Her research on education has contributes to understanding how cultural transmission affects educational outcomes. In a series of papers with Paola Giuliano and various collaborators, she explores how vertical and horizontal cultural transmission of preferences shapes academic performance. This research stream connects to their earlier work on cultural economics. Their work with immigrant students in Florida public schools demonstrates how cultural attitudes (specifically long term orientation) transmitted from parents to children influences educational achievement, showing that students from cultures emphasizing delayed gratification perform better academically. Their subsequent work on immigrant peer effects reveals that exposure to immigrant students positively impacts US-born students' academic performance, especially benefiting Black and low socioeconomic status students. These findings contribute to the broader understanding of how cultural values and beliefs transmitted through families and peer groups shape educational outcomes, challenging previous negative assumptions about immigrant effects on native students' performance.

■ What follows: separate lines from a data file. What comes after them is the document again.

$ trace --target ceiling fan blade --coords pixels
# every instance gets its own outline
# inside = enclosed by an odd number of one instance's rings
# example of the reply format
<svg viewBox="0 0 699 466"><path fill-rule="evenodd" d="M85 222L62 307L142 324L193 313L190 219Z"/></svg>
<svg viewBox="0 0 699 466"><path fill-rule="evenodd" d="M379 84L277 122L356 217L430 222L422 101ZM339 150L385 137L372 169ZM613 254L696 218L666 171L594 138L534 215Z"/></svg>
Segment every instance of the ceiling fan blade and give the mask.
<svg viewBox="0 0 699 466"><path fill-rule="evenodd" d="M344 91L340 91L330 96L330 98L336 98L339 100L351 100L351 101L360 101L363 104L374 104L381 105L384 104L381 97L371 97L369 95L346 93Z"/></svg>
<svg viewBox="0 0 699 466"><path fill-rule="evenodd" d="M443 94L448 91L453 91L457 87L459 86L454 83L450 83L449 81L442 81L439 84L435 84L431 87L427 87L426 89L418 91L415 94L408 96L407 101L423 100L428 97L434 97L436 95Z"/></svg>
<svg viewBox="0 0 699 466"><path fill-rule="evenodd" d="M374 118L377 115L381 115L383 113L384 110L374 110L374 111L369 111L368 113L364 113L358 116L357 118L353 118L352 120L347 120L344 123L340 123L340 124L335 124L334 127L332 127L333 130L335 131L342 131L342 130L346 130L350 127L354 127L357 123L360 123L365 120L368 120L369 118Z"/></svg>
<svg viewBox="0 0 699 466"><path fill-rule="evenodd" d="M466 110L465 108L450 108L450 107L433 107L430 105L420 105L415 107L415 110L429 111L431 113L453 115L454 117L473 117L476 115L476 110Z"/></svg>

Her paper "Trusting the Stock Market" has been awarded the Distinguished Paper Smith Breeden Prize at the American Financial Association's annual meeting in January 2010. Her work have been cited more than 33000 times. She has published papers in the American Economic Review, the Quarterly Journal of Economics, Science, the Journal of Finance, the Review of Financial Studies, the Journal of Financial Economics. Her research has been quoted in the Financial Times, Washington Post, Quartz, NPR, Forbes, The Economist, Science magazine, El País, The Telegraph, The New York Times, Bloomberg, The Wall Street Journal.

== Other activities ==
- Gruppo TIM, Non-Executive Independent Member of the Board of Directors, Lead Independent Director
- Assicurazioni Generali, Independent Member of the Board of Directors (2010–2019)

== Awards and recognition ==
She was an Associate Editor at the Journal of Finance from 2012 to 2015, an Associate Editor at Management of Science from 2009 to 2013 and an Associate Editor at the Journal of Economic Perspectives from 2005 to 2008. She was elected on the board of directors of the American Finance Association from 2012 to 2014. She is among the top 5% most quoted economist in the world and among the top 20 most influential female economists. She was included in the Thomson Reuters List of Most Influential Minds in 2014, 2015 and Clarivate list of Highly Cited Researchers in 2016, and 2018.